Sometimes it really pays off to be spontaneous, “Carpe Diem” as they say! I am lucky enough to live in some of the most stunning wilderness of Northwest Scotland surrounded by beautiful lochs and burns – lakes and streams to the uninitiated – that offer many lifetimes of exploration and spur-of-the-moment fishing adventures.
I am also blessed with a fun-loving and active family, and my now-not-so-wee boy Corwin (about to turn the big one-three) has become quite an accomplished fisher, both of the fly and coarse disciplines. His first fish was a tiny Trout parr on the stream at the back of our croft, on the fly, aged just three years and four months – now that's starting them early! I had made a 'mini fly fishing set' for him comprising of a 1.5m telescopic ice fishing pole, a tiny metal reel and an off-cut of old fly line. Sticking a little beaded nymph – barbless essential – on the end of a two-foot leader and chucking it into the deeper pools on he stream quickly produced his tiny but momentous wee fish. One of 'those' moments for sure. Wonderful.

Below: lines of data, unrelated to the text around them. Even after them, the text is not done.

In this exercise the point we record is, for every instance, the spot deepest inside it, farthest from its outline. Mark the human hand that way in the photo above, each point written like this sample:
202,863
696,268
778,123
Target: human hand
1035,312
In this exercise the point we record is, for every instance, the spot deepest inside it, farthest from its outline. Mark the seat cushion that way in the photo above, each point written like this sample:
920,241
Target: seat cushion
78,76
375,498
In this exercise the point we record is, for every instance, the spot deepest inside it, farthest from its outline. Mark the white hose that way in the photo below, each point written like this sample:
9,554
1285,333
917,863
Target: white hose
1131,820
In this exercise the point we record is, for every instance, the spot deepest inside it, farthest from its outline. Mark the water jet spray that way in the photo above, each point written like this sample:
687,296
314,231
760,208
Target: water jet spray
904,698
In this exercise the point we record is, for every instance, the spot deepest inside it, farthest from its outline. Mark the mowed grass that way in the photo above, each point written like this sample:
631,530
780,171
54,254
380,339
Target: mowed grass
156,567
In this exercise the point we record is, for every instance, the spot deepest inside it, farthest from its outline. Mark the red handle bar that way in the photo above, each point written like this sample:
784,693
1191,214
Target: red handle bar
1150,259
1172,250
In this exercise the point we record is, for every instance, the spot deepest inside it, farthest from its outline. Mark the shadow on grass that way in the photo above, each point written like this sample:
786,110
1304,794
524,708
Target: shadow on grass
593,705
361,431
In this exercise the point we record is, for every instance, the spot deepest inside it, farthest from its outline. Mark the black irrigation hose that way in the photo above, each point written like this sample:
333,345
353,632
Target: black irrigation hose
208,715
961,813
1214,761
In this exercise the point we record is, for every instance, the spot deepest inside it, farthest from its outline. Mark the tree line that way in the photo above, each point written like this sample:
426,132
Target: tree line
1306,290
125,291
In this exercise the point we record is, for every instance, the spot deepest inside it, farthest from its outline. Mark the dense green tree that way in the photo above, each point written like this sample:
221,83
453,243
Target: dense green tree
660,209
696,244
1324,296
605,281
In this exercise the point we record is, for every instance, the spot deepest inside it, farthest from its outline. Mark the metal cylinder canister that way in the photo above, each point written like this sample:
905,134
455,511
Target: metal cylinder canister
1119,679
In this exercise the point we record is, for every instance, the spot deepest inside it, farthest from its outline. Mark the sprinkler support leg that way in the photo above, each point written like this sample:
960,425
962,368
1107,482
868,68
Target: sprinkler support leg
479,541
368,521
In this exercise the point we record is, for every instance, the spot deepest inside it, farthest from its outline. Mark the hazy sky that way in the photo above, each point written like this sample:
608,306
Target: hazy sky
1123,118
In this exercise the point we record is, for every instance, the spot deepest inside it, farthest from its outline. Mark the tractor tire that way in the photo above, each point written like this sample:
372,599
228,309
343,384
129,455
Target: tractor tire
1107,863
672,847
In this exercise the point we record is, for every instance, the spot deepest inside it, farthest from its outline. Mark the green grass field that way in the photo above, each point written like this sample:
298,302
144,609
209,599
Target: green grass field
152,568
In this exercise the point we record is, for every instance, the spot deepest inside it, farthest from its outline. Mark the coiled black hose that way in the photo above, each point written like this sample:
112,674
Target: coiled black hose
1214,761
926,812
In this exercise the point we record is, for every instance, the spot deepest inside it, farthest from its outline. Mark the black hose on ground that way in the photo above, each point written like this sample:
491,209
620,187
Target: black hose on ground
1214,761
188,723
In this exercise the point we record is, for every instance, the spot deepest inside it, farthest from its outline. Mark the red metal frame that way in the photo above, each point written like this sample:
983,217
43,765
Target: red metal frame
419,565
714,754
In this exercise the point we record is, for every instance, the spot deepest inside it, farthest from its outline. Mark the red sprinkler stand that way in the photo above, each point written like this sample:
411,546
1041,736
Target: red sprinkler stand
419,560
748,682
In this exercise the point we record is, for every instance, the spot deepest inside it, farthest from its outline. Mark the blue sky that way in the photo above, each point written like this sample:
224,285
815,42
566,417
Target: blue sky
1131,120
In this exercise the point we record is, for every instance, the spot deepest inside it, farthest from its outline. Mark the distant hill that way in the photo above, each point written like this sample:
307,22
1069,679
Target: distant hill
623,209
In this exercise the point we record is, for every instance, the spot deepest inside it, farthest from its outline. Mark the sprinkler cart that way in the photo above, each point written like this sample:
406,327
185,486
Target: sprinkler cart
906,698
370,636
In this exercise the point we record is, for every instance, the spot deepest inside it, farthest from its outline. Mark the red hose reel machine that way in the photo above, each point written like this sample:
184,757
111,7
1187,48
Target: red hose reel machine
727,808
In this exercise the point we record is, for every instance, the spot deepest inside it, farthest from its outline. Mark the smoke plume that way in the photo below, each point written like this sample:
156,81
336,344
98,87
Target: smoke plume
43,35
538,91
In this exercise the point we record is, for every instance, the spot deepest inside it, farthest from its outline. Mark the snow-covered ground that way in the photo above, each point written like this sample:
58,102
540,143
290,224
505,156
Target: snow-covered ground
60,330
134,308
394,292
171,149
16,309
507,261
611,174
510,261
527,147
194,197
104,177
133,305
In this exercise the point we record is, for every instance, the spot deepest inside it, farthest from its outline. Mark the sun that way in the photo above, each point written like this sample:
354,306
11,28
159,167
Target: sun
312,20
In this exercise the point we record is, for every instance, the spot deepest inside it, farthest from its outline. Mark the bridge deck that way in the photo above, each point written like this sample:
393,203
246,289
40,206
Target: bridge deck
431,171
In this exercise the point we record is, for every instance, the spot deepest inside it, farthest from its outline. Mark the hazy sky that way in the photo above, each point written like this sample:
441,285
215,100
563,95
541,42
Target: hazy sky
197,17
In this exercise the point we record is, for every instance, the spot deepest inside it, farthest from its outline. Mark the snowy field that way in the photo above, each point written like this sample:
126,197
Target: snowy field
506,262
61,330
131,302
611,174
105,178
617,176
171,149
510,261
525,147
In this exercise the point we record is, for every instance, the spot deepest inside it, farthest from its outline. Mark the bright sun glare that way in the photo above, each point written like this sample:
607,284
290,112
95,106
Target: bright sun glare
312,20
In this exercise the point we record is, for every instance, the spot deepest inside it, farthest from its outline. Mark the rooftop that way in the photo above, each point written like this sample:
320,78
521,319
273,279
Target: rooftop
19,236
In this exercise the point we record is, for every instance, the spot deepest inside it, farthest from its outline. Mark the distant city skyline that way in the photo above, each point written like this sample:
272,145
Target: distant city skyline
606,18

He turned out to be a fast learner and, after watching daddy for a bit, was confidently throwing out casts of twelve feet plus onto the lochs and having great fun landing the occasional Trout. But it was always the wee burns that had his attention and still do to this day.
The exploratory nature of clambering upstream, the wonderfully varied nature awaiting discovery and the prolific fishing are the perfect environment to nurture a young fly fishers interest and passion and, if |I'm completely honest, that's where my real fishing passion lies as well – exploring he countless miles of tumbling, twisting, thundering, gliding peaty waters is a truly magical experience.
You might be surprised how close you are to a bit of water like this – a hidden, winding, unassuming, overlooked and overgrown watercourse – that could hold a surprising number of small, yet incredibly beautiful, hungry fish of many different species (although it is all Wild Brownies in my area). As long as the water is fairly clean, the chances are there will be something finny making it home and, as mentioned, some of the best fishing trips ever o be had are those 'exploveries' of seeking out new and unlikely places... And it's even better if you take the kids!
Keeping outings with younger kids short and interesting, or varying the activities and locations throughout a longer day is the key to holding their attention and making it an experience they will be keen to repeat again and again. Making it not all about the fishing but looking for bugs, talking about ‘survival techniques’ and generally mucking about all become part of a wonderful experience.